Jerry Sandusky's Showering Claim in Penn State Case Should Constitute a Crime
There is nothing clean about an adult showering with someone else's child.
During a phone interview with NBC's Bob Costas, accused child molester Jerry Sandusky claimed that all he had done with the young boys in his care had been to take showers with them and engage in horseplay. Even if this is true, it should not shield the former Penn State defensive coordinator from being charged with criminal sexual conduct.
Consider the following scenario: A 58-year-old man serves as a mentor to 10-year-old girls from broken homes. While individual girls are in his care, he convinces them to shower with him and engages in horseplay.
Under this scenario, is there any doubt a crime has been committed?

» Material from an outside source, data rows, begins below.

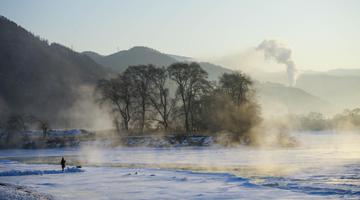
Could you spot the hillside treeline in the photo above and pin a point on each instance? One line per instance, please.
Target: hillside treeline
(179, 99)
(348, 120)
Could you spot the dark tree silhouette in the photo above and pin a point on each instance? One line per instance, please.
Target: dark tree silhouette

Why should it be any different when the children involved are young boys? If you don't believe it is a crime when the participants are all male, would your answer change if you knew the adult in question was gay?

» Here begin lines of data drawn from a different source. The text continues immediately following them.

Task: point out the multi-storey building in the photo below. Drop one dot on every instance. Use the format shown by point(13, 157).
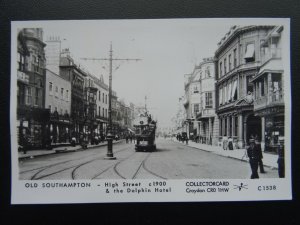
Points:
point(58, 101)
point(207, 120)
point(237, 61)
point(102, 105)
point(32, 117)
point(269, 91)
point(52, 52)
point(192, 102)
point(90, 108)
point(73, 73)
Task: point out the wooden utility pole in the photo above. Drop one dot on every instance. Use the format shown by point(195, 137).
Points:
point(110, 136)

As the father of two boys, I have tried to imagine a situation in which when they were 10 years old, they somehow ended up in the shower with one of their adult male coaches. I cannot picture this scenario as anything but criminal.
As adults, we are charged with exercising good judgement when defenseless, impressionable young children are placed in our care. Electing to shower with those children—and engaging in horseplay while doing so—is clearly poor judgement.
It should also be considered criminal sexual conduct.